Rule changes at Webb impact student life


Christopher Haliburton

The DSPs use a pamphlet to detail new rules for day students.

As Webb finishes its first month of the new school year, students are still adjusting to several significant rule changes that can affect day-to-day life. Day student prefects began orientation by announcing new policies about parking, community dinners, and operating hours for the Fawcett Library. 

Many of the changes relate to the renovation of the Hooper Student Center, which will be closed for the entire school year. Since Hooper provided storage for most day students’ personal items, Webb introduced day-use lockers in the library and dining hall. The lockers can be programmed with temporary combinations, allowing students to store backpacks and other items until the end of the school day. Besides the lockers, day students can also make use of the new Porter Service by the security shack, which helps to store large items. 

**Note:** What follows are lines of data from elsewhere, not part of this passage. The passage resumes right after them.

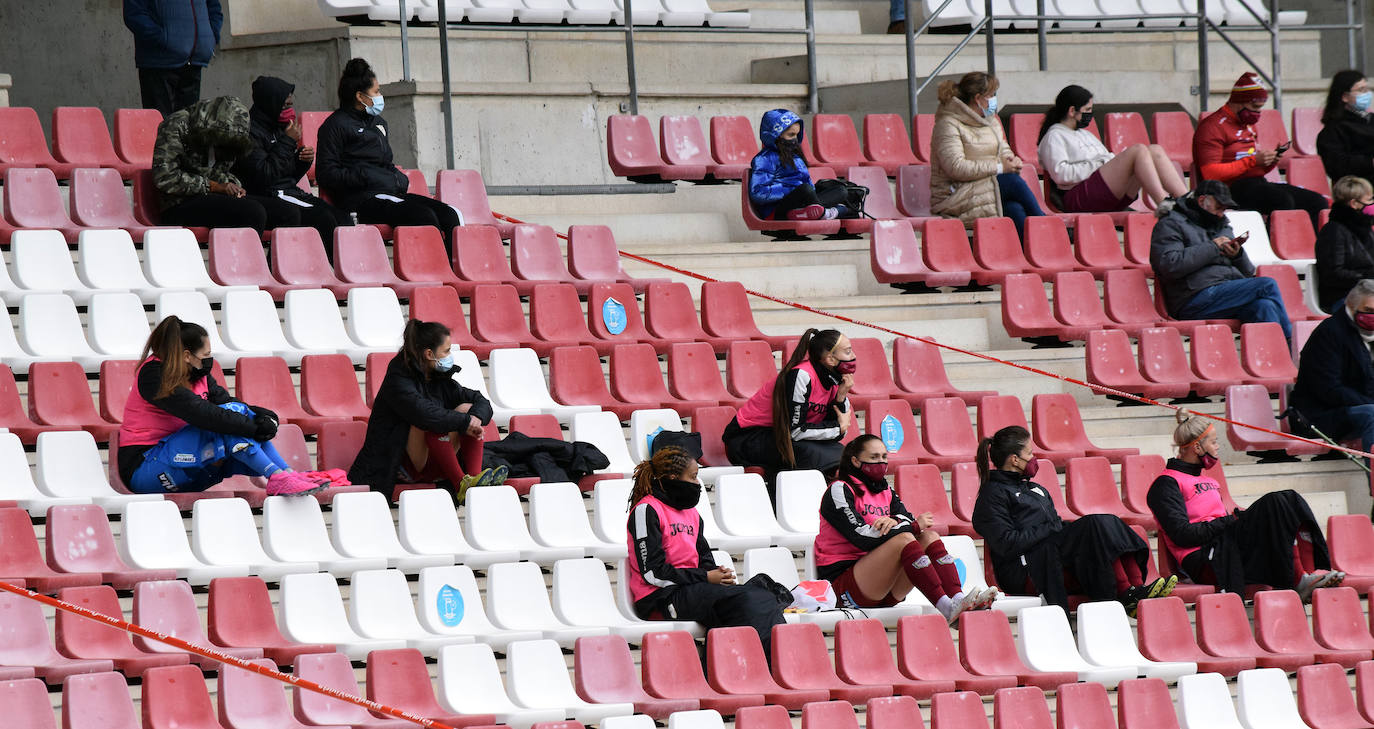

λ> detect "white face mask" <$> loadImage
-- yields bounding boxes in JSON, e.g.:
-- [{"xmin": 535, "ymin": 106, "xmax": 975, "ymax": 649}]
[{"xmin": 365, "ymin": 93, "xmax": 384, "ymax": 116}]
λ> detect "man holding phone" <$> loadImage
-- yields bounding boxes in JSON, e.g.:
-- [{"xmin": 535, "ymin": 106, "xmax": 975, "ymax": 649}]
[
  {"xmin": 1150, "ymin": 180, "xmax": 1293, "ymax": 340},
  {"xmin": 1192, "ymin": 72, "xmax": 1328, "ymax": 229}
]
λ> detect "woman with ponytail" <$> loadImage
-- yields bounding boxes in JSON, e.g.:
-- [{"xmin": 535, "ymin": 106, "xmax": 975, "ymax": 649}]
[
  {"xmin": 722, "ymin": 328, "xmax": 855, "ymax": 495},
  {"xmin": 626, "ymin": 446, "xmax": 786, "ymax": 653},
  {"xmin": 349, "ymin": 319, "xmax": 504, "ymax": 501},
  {"xmin": 1146, "ymin": 412, "xmax": 1343, "ymax": 602},
  {"xmin": 972, "ymin": 425, "xmax": 1165, "ymax": 613},
  {"xmin": 816, "ymin": 435, "xmax": 997, "ymax": 623},
  {"xmin": 117, "ymin": 316, "xmax": 326, "ymax": 496}
]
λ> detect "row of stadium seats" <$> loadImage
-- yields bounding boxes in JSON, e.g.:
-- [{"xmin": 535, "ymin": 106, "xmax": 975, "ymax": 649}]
[
  {"xmin": 924, "ymin": 0, "xmax": 1308, "ymax": 30},
  {"xmin": 1086, "ymin": 323, "xmax": 1300, "ymax": 403},
  {"xmin": 319, "ymin": 0, "xmax": 749, "ymax": 27}
]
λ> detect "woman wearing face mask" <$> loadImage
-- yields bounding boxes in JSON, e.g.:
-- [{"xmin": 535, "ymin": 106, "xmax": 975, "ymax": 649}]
[
  {"xmin": 929, "ymin": 71, "xmax": 1043, "ymax": 238},
  {"xmin": 1315, "ymin": 176, "xmax": 1374, "ymax": 312},
  {"xmin": 972, "ymin": 425, "xmax": 1166, "ymax": 614},
  {"xmin": 1317, "ymin": 70, "xmax": 1374, "ymax": 183},
  {"xmin": 626, "ymin": 446, "xmax": 786, "ymax": 654},
  {"xmin": 117, "ymin": 316, "xmax": 327, "ymax": 496},
  {"xmin": 233, "ymin": 75, "xmax": 347, "ymax": 257},
  {"xmin": 748, "ymin": 109, "xmax": 852, "ymax": 221},
  {"xmin": 1146, "ymin": 412, "xmax": 1343, "ymax": 603},
  {"xmin": 348, "ymin": 319, "xmax": 506, "ymax": 501},
  {"xmin": 722, "ymin": 328, "xmax": 855, "ymax": 497},
  {"xmin": 316, "ymin": 58, "xmax": 462, "ymax": 252},
  {"xmin": 1037, "ymin": 85, "xmax": 1187, "ymax": 212},
  {"xmin": 816, "ymin": 435, "xmax": 998, "ymax": 623}
]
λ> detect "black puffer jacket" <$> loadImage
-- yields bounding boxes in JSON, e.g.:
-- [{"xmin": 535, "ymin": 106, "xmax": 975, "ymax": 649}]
[
  {"xmin": 1315, "ymin": 204, "xmax": 1374, "ymax": 312},
  {"xmin": 315, "ymin": 105, "xmax": 409, "ymax": 207},
  {"xmin": 1149, "ymin": 193, "xmax": 1255, "ymax": 317},
  {"xmin": 971, "ymin": 468, "xmax": 1062, "ymax": 597},
  {"xmin": 234, "ymin": 76, "xmax": 311, "ymax": 196},
  {"xmin": 1317, "ymin": 108, "xmax": 1374, "ymax": 183},
  {"xmin": 349, "ymin": 354, "xmax": 493, "ymax": 495}
]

Webb has also implemented new rules that will affect when day students leave campus on Wednesdays. If they do not attend community dinner then they must leave campus by 6 p.m. This change includes the removal of academic labs on Wednesdays to ensure day students have no commitments that could keep them on campus, although the library is open for an hour and a half after dinner. The dinner is mandatory for boarders but day students are more than welcome to attend. 

Sarah Lantz, VWS Dean of Students, said, “We didn’t want a ‘us vs. them’ feeling for the day students who didn’t attend. The whole point of community dinner is to bring the community together.” 

Day student prefects and Cindy Jeantete, their advisor, are also placing an emphasis on regulating the Day Student Parking Lot and enforcing the necessary decal parking permits.

Finally, the prevalence of food delivery services like Postmates and DoorDash on campus has led the administration to limit food ordering to only Tuesday nights and weekends. Dean Lantz gave several major reasons for the change including the negative health effects of ordering five times a week and the benefits that follow with eating as a community. Because of the often high prices of ordering food, the administration hopes that limiting the frequency of eating out will reinforce feelings of equity and fairness among students who may not have been able to afford to order out as much. 

Aliza Tyndale (‘21) said, “I just hope the students will understand the purpose of the changes and that there are good intentions behind them.”

After a month, the community seems to be adjusting to the changes without any problems. Some day students have started coming to community dinner and many students have adjusted to the new ordering system. In the end, the deans believe the rule changes will ensure a safer and more unified community, which will benefit everyone.